Journeys
Jacob Mendez
Jacob Mendez

The stolen sculpture of Ramesses II was returned to Egypt. It happened after 30 years

Egypt is certainly one of the cradles of civilization and a place whose history has created a unique atmosphere of this place. Pyramids, tombs and countless smaller and larger monuments are today a priceless achievement of the local civilization.

It is no secret that many Egyptian goods were looted and have not returned to their homeland to this day. However, there are also successes.

After 30 years, the statue of King Ramses II, which was found in Switzerland, returned to Egypt.

The statue is currently in the Egyptian Museum in Cairo, but is not on display. As the ministry said in a statement, the monument will be renovated.

The statue was stolen from the temple of Ramesses II, located in Abydos in southern Egypt, over thirty years ago. Shaaban Abdel Gawad, head of Egypt's antiquities repatriation department, said the work was estimated to have been stolen in the late 1980s or early 1990s.

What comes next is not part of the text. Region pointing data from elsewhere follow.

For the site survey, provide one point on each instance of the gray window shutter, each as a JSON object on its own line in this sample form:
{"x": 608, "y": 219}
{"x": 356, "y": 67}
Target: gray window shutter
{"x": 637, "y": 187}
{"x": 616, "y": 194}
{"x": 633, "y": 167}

Egyptian authorities noticed the artifact when it was put up for sale at an exhibition in London in 2013. According to the Ministry of Antiquities, the artifact's path led through several countries until it finally reached Switzerland.

The 3,400-year-old sculpture depicting the face of the pharaoh was finally legally recovered and returned to Egypt, where it is possible that it will soon be officially displayed in a museum.

“This head sculpture belongs to a group of statues depicting King Ramesses II seated next to several Egyptian deities,” Abdel Gawad said in a statement.